Stocks gained wide support from profit reports from companies like Dow Chemical Co, which rose 18.4 percent at $16.00 after results handily beat estimates.
The number of US workers filing new claims for unemployment aid surprisingly fell last week, suggesting the pace of layoffs was easing, even though benefits rolls swelled to yet another record high in March.
A separate report showed business activity in the US Midwest contracted at a less severe rate in April as new orders for merchandise surged.

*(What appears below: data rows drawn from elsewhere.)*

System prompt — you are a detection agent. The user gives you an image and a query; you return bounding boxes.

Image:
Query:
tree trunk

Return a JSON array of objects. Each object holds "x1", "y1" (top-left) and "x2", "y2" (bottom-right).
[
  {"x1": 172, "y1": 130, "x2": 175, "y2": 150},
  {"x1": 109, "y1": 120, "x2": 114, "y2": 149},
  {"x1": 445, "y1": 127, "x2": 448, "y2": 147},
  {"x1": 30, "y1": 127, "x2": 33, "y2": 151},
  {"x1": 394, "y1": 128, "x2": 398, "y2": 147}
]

While the Economic Cycle Research Institute said the US recession will probably end before summer is out.
European equities ended higher, as a key benchmark posted its best-ever monthly performance, driven by stronger-than-expected company earnings and hope that the market was bottoming out.
The FTSEurofirst 300 index of top European shares closed 1.5% higher at 828.62 points after hitting its highest level since mid-January.
The index gained more than 13% in April, its best ever monthly rise.
US Treasury debt prices were mixed after the Federal Reserve bought $3.025 billion in government debt as part of its plan to buy up to $300 billion in longer-term Treasuries within a six month time-frame. Since late March, the Fed has bought $76.8 billion in Treasuries.
The U.S. dollar edged up against major currencies, with the US Dollar Index up 0.15% at 84.771. Against the yen, the dollar <JPY=> rose 1.14% at 98.61. The euro was down 0.26% at $1.3228.
Oil rose as the reassuring US jobs data and upbeat corporate profits outweighed rising energy inventories and slumping demand. US crude rose 15 cents to settle at $51.12 a barrel. Brent crude rose 2 cents to settle at $50.80 a barrel.
US gold futures dropped 1.0% as a better tone of the economy dampened safe haven demand.